Ekonomik koşulların zorlaması ile bu hak gerçek olmayan boşanmalara zemin hazırlamakta ve bu yöntemle babası veya eşi ölmüş olan kişiler aylık talebinde bulunmaktadır. Lakin ortada gerçekten bir boşanma bulunmamaktadır. Boşanma maaşın yeniden elde edilebilmesi için bir araçtır. Evlilik ve aile fiilen sona ermemektedir. Evliliğin tarafları birlikte yaşamayı sürdürmektedirler. Daha kısa anlatımla muvazaalı bir boşanma söz konusudur.

Ölen sigortalı eş ve çocuklarına bağlanan aylıkların amacı, sigortalı vefatı nedeni ile ailenin uğradığı zararın kısmen desteklenmesi ile aile sosyal yapısının korunmasıdır. Hak sahiplerinin kuracakları yeni ailelerin ekonomik olarak desteklenmesi bu amacın dışında olup SGK’nın zararına sebep olmaktadır.

5510 Sayılı Yasa muvazaalı boşanmadan kaynaklanan zararlarını önlemek amacıyla eşinden boşandığı halde, boşandığı eşiyle fiilen birlikte yaşadığı belirlenen eş ve çocukların, bağlanmış olan gelir ve aylıklarının SGK tarafından kesileceğini düzenlemektedir.

Anılan yasal düzenleme doğrultusunda boşanma nedeni ile yeniden bağlanan yetim aylıkları araştırılmaktadır. Boşanan kişilerin kayıtlı adreslerinin değişip değişmediği muhtarlıklardan sorulmakta, ailenin yaşadığı sosyal çevrede ve akraba çevresinde müfettiş soruşturmaları ile boşanmanın gerçekliği sorgulanmaktadır. Boşanan eşin ayrı yaşadığını ileri sürdüğü adreste adına kayıtlı hizmetlerin faturaları da inceleme konusudur. Yapılan araştırmalar sonucunda boşandığı bildirilen tarafların birlikte yaşamlarını sürdürdükleri anlaşılırsa öncelikle ödenmekte olan aylıklar kesilecek, sonrasında ödenmiş tutarlar geri istenecektir.

Bu noktada oluşan kamu zararının, muvazaalı boşanmaya dayalı olduğu düşüncesi ile SGK’ya karşı dolandırıcılık suçunun işlendiği düşüncesi ile cezai şikayette de bulunulmaktadır.

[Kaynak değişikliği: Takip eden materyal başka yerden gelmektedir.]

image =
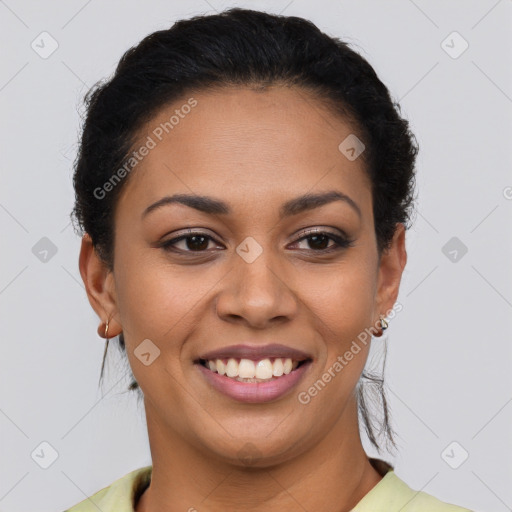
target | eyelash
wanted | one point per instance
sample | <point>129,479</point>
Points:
<point>340,242</point>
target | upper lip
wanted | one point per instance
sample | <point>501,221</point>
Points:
<point>256,352</point>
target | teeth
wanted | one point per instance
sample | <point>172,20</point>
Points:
<point>242,369</point>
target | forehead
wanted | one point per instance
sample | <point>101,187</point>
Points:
<point>238,143</point>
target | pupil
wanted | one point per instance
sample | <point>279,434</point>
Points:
<point>192,242</point>
<point>314,240</point>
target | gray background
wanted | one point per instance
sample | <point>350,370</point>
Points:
<point>449,351</point>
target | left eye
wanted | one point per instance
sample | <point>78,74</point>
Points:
<point>319,241</point>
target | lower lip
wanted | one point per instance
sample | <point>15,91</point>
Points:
<point>254,392</point>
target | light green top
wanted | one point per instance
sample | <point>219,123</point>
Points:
<point>391,494</point>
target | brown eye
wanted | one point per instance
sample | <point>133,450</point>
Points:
<point>197,242</point>
<point>190,243</point>
<point>323,242</point>
<point>318,241</point>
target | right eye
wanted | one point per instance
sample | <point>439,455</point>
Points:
<point>190,242</point>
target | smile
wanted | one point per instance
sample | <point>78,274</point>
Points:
<point>251,371</point>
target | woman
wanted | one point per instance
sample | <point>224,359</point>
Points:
<point>244,185</point>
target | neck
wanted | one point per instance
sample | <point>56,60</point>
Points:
<point>334,475</point>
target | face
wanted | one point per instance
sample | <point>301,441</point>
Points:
<point>246,234</point>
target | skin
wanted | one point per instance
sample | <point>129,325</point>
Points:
<point>254,150</point>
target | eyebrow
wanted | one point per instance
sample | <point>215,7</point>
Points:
<point>294,206</point>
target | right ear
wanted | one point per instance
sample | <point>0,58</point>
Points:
<point>100,287</point>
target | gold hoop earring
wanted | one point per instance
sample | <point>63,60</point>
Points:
<point>383,323</point>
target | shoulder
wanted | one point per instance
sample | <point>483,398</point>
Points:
<point>118,496</point>
<point>392,494</point>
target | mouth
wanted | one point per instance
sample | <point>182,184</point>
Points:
<point>251,373</point>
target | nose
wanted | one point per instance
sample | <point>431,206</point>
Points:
<point>256,294</point>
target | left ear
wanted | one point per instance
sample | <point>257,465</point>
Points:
<point>391,266</point>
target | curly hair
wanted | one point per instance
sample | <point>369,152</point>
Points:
<point>242,47</point>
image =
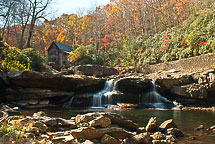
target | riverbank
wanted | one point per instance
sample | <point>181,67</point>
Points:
<point>67,125</point>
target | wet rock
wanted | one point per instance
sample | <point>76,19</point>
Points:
<point>33,130</point>
<point>178,106</point>
<point>107,139</point>
<point>21,103</point>
<point>95,70</point>
<point>143,138</point>
<point>93,133</point>
<point>32,79</point>
<point>33,102</point>
<point>39,114</point>
<point>201,127</point>
<point>92,120</point>
<point>33,95</point>
<point>175,132</point>
<point>10,111</point>
<point>166,83</point>
<point>2,80</point>
<point>212,127</point>
<point>127,106</point>
<point>141,129</point>
<point>168,124</point>
<point>42,127</point>
<point>159,142</point>
<point>88,142</point>
<point>3,116</point>
<point>152,125</point>
<point>70,71</point>
<point>57,134</point>
<point>54,122</point>
<point>158,136</point>
<point>170,138</point>
<point>63,140</point>
<point>121,121</point>
<point>134,85</point>
<point>192,90</point>
<point>44,102</point>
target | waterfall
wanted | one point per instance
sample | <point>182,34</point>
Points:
<point>153,98</point>
<point>105,96</point>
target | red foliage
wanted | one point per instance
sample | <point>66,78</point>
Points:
<point>203,44</point>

Oysa ceza hukukunun genel prensipleri gereğince suç ve cezanın kanuni olması gerekir. Yani bir fiil açıkça kanunda suç olarak düzenlenmemiş ise suç olarak değerlendirilemez ve kanunda yazılı olmayan bir ceza verilemez.

Kanuna uygun olarak verilmiş bir boşanma kararının gerçekliği de bir başka mahkeme tarafından sorgulanamaz.

Boşanan eşlerin birlikte yaşamasını engelleyen bir yasa hükmü de yoktur.

Öyleyse hukuken geçerli bir boşanma kararına dayalı olarak boşanma gerçekleştiği hale, eşlerin bir arada yaşamasının boşanmanın maaş almak amacıyla yapıldığının ve hileli davranışın kanıtı olarak kabul edilmesi pek uygun gözükmemektedir.

Esasen 5510 sayılı Kanun da yalnızca boşandıktan sonra boşandığı eşi ile birlikte yaşayanlara bağlanan aylıklarının kesileceğini düzenlemekte, bu noktada ayrıca bir suçu tanımlamamaktadır. Ölen sigortalı eş ve çocuklarına boşanma nedeni ile bağlanan aylıklar, boşanılan eşle birlikte yaşama halinde, yersiz ödeme haline dönüşecektir. Yersiz ödemeler ise ödendiği tarihten itibaren işlemiş faizleri ile birlikte geri alınacak, SGK tarafından açılacak bir alacak davasının konusu olacaktır. Yargılama giderleri ve işlemiş faiz toplamı ile birlikte geri ödenmesi gereken tutar ciddi miktarda artacaktır.

Aile ekonomisinin güçlenmesi için kadının çalışma hayatında daha fazla yer almasını ve vefat eden sigortalıların yakınlarına tanınmış haklara hiçbir zaman ihtiyaç duyulmamasını dilerim.